Todos estos años permitiste que creyera que eras su madre. Me arrebataste a mi hijo susurró, apartando la vista hacia el ventanal por donde entraba la luz débil de la mañana.
Todavía hoy esas palabras caen sobre mí como gotas frías durante la madrugada. Solo quise ayudar, jamás intenté ocupar su sitio. ¿Tendría que haberle dado más espacio, haber insistido más en que no podía reemplazarla? ¿Tal vez debería haber mantenido siempre la idea de que ella era la madre, aunque cada día entre los dos era un universo comprado a escondidas?
Ahora Isandro vive con Clara en la ciudad.

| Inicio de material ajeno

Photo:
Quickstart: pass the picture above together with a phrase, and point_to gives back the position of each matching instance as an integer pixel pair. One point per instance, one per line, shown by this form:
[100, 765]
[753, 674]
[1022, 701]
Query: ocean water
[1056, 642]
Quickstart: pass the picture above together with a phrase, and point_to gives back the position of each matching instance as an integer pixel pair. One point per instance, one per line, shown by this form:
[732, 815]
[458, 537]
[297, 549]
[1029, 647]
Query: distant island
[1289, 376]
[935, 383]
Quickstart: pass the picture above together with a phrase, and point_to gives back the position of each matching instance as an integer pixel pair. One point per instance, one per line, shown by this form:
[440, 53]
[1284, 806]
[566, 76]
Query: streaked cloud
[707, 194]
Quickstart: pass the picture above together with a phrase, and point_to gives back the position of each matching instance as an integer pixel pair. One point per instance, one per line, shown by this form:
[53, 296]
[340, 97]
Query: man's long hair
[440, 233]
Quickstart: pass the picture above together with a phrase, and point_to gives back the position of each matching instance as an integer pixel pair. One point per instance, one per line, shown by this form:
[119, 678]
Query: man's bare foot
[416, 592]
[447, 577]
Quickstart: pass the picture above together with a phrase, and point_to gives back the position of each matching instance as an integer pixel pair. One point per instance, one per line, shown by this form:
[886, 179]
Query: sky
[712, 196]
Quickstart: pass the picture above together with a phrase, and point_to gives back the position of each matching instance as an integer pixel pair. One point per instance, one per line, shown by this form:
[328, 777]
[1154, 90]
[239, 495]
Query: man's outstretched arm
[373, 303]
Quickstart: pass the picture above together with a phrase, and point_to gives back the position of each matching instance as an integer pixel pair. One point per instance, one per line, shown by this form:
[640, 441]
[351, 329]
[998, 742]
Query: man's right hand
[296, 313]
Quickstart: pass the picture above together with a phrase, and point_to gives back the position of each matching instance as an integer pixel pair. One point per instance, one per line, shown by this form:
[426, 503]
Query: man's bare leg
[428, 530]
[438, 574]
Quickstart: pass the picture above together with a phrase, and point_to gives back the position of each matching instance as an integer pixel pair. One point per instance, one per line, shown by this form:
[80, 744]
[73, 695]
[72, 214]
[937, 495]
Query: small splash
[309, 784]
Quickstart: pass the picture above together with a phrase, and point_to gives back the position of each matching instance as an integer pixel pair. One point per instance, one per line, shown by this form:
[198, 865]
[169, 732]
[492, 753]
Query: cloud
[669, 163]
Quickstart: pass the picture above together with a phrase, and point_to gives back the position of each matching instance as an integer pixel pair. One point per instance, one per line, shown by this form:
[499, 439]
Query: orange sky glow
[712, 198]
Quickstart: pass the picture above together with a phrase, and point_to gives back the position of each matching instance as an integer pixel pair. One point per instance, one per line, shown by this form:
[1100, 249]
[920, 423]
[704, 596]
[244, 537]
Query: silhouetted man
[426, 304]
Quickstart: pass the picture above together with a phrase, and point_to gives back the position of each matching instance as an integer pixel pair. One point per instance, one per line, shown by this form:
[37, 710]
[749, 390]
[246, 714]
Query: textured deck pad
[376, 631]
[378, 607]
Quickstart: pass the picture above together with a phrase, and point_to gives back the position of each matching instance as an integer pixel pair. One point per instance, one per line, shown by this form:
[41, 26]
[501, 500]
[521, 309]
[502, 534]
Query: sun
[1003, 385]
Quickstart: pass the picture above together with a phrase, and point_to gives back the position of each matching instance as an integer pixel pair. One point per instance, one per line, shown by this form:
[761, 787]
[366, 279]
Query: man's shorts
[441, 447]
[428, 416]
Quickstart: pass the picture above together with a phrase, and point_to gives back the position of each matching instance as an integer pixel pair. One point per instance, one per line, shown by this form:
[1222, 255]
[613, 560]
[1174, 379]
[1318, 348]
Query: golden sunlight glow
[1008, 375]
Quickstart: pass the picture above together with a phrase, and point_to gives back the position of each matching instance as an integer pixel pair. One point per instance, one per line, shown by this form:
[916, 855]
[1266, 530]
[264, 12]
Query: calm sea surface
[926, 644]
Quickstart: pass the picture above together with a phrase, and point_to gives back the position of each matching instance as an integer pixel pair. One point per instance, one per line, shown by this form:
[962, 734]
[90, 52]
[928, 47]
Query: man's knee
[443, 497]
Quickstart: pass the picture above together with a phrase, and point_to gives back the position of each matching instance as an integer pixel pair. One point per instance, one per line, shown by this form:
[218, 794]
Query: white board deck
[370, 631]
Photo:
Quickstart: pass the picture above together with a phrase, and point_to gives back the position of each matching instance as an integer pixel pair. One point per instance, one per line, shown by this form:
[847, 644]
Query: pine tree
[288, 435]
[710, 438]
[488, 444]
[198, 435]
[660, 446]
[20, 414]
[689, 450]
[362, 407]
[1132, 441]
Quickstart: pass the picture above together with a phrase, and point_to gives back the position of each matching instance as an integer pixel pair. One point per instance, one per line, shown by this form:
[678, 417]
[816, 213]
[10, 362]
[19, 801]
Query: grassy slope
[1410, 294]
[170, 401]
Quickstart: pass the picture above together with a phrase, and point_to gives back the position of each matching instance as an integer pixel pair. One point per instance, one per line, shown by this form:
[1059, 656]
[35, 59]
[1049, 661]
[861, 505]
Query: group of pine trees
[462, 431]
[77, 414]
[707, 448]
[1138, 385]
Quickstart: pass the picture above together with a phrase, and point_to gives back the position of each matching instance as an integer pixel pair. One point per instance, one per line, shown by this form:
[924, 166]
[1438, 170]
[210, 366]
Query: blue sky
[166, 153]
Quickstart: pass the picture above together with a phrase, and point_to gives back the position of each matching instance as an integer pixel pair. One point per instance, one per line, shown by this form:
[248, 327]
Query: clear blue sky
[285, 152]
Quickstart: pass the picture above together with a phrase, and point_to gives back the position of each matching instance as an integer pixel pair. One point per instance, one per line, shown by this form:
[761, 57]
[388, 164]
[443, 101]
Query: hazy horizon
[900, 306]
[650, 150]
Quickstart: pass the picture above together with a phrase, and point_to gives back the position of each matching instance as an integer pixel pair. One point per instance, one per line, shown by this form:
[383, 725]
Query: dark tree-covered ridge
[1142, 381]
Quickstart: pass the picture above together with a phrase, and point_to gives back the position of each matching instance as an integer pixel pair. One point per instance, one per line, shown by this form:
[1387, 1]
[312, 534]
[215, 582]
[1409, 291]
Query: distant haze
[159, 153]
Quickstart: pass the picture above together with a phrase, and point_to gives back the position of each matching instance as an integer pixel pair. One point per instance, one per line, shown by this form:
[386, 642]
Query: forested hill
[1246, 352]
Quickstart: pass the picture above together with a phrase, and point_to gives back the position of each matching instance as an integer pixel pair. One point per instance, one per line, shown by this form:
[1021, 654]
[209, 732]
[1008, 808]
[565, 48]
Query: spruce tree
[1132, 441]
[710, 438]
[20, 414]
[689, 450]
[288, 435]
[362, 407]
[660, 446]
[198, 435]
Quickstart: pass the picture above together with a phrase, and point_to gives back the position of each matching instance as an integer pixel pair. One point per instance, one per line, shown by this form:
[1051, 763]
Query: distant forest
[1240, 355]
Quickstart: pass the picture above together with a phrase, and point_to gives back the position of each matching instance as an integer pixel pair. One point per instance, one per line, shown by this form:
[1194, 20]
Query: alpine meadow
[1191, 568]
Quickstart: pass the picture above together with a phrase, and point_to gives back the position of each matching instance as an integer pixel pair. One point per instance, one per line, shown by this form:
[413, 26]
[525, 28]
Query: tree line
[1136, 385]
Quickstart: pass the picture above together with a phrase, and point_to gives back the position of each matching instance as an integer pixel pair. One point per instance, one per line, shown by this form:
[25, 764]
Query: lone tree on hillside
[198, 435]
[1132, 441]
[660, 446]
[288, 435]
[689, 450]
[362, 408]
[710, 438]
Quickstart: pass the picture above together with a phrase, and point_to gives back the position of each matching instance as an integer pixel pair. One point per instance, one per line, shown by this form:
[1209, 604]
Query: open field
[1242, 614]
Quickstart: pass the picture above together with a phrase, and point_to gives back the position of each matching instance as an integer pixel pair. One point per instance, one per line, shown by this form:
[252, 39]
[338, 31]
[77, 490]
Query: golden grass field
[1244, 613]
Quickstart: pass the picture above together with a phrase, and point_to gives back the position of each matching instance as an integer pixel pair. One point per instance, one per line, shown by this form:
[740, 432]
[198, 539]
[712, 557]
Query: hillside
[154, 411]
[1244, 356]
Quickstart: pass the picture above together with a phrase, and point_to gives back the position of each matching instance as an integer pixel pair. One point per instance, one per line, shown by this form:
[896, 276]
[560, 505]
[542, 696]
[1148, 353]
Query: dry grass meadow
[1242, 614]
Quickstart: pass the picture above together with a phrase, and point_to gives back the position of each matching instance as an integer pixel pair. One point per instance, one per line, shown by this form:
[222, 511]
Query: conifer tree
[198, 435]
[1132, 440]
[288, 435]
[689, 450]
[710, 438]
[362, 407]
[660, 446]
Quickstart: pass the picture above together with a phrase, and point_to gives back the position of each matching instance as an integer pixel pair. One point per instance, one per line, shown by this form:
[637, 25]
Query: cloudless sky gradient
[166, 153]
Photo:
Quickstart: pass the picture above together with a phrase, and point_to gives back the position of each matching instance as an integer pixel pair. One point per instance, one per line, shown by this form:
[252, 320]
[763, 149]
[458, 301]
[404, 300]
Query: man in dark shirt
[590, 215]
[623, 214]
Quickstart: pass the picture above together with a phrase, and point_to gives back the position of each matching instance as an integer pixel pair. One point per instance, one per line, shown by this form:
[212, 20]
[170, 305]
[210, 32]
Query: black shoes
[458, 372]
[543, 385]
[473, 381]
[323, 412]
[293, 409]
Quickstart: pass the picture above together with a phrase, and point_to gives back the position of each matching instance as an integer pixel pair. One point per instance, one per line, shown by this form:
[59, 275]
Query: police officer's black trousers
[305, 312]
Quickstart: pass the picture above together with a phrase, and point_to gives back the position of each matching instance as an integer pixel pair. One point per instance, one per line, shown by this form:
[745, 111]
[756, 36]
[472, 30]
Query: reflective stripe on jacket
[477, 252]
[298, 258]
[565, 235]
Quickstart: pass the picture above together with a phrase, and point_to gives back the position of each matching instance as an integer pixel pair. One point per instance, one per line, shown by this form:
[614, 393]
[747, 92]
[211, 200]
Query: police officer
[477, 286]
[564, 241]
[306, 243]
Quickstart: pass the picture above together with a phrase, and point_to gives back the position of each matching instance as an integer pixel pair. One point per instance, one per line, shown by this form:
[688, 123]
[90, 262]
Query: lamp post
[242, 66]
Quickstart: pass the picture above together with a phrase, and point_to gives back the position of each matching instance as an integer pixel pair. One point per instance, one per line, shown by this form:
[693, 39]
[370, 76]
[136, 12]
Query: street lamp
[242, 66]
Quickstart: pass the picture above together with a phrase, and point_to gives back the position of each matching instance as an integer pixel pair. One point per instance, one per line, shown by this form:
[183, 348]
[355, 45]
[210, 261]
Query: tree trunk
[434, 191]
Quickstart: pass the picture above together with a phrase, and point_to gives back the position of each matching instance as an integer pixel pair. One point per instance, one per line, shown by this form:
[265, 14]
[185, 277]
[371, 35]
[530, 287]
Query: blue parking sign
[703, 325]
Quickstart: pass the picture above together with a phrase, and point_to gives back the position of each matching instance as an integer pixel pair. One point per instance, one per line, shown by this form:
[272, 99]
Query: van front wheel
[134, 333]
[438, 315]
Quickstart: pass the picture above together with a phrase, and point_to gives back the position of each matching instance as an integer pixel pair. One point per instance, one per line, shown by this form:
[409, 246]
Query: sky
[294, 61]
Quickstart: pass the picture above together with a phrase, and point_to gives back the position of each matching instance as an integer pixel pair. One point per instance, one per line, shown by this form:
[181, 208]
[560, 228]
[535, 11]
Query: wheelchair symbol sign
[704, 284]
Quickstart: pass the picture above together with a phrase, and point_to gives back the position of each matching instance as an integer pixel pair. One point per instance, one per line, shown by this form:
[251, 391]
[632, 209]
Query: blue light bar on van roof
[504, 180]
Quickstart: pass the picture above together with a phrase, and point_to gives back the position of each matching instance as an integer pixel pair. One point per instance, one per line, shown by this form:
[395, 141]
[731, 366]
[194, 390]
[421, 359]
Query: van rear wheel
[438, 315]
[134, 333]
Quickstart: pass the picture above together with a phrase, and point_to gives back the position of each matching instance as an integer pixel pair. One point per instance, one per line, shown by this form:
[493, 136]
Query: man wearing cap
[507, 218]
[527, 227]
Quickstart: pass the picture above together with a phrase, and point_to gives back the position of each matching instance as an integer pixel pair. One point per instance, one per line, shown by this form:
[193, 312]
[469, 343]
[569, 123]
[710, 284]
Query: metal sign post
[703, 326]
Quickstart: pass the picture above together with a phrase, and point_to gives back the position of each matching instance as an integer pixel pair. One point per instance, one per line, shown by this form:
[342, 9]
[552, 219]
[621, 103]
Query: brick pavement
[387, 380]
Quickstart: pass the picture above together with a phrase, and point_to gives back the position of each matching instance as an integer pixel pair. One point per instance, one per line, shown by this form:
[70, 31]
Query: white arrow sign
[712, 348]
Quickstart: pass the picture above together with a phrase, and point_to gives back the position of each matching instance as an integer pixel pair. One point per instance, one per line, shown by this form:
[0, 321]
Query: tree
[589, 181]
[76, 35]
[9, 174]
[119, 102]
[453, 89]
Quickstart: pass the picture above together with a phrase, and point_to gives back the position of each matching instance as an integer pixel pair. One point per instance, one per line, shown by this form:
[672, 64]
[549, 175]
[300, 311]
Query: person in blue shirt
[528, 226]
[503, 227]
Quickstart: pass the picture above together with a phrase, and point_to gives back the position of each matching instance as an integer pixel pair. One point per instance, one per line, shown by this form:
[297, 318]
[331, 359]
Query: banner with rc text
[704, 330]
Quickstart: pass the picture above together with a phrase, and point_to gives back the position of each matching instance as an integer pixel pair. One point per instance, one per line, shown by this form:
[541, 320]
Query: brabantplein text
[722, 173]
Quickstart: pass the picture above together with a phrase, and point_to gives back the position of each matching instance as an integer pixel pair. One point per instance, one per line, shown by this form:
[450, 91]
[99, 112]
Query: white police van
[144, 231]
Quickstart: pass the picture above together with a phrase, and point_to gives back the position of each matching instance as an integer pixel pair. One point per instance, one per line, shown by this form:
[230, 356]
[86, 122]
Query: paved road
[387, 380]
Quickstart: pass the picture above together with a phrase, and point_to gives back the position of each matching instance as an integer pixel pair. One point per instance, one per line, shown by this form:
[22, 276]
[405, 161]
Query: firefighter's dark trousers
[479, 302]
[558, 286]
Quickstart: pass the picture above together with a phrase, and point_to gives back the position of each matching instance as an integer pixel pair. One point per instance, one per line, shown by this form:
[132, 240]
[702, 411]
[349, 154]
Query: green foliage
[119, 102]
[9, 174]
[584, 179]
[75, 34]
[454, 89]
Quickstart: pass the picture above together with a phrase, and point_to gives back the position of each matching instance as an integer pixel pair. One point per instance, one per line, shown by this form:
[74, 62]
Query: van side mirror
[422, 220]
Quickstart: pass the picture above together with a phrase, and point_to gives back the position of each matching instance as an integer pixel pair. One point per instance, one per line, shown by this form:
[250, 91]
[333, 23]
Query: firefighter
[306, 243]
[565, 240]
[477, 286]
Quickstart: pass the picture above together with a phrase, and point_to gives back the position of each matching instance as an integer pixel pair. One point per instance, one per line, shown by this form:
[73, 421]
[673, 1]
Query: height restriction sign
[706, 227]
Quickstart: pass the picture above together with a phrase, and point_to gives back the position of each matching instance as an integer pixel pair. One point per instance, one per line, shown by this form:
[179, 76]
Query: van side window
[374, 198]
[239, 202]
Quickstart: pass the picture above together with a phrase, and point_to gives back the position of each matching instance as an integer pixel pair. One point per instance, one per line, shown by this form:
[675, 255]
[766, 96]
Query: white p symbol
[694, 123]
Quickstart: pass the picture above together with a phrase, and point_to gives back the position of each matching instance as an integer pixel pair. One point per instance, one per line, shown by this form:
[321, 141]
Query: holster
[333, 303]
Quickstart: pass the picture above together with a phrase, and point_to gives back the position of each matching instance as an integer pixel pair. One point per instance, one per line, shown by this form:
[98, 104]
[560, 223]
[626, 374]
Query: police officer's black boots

Viene mucho menos, aunque cada vez que aparece se lanza a mis brazos y parece que nunca se marchó. Cuando se va y la puerta se cierra, la casa se vuelve extrañamente hueca, y el silencio pesa más que el aire. Entro a su cuarto su coche favorito descansa en la estantería, y bajo la almohada aún encontré el dibujo tembloroso donde garabateó: Te quiero, abuela.
Clara ya casi no llama, sus mensajes son semejantes a billetes de tren: escuetos y puntuales. Cuando pregunto por ellos, responde que están bien, pero el frío de la distancia atraviesa su voz. Ocasionalmente la observo desde la ventana cuando viene con Isandro y se va al instante: parece cansada, aunque en su cara hay una nueva serenidad. Quiero pensar que hizo lo correcto, que Isandro ahora obtiene de ella lo que tanto necesitaba recibir.
Cuando no puedo dormir, la pregunta me quema en la garganta: ¿realmente hice mal? ¿Debí insistir para que habláramos? ¿O tal vez dejarles marchar era el mayor acto de amor que podía ofrecer?
De lo que sí estoy segura es de que mi amor por Isandro no se disolverá nunca. Allí estaré, esperando, por si algún día quiera volver, reír, llorar y tumbar su cabeza en mi regazo como antes.
Desconozco si mi hija me lo perdonará, si algún día nos volveremos a mirar con aquel cariño primero, pero confío en que llegará el momento en que entienda cuánto amor puse en intentar salvarles a los dos de la soledad.
A veces, la mayor prueba de amor es soltar la mano, aun si eso nos deja un vacío que nunca logramos llenar.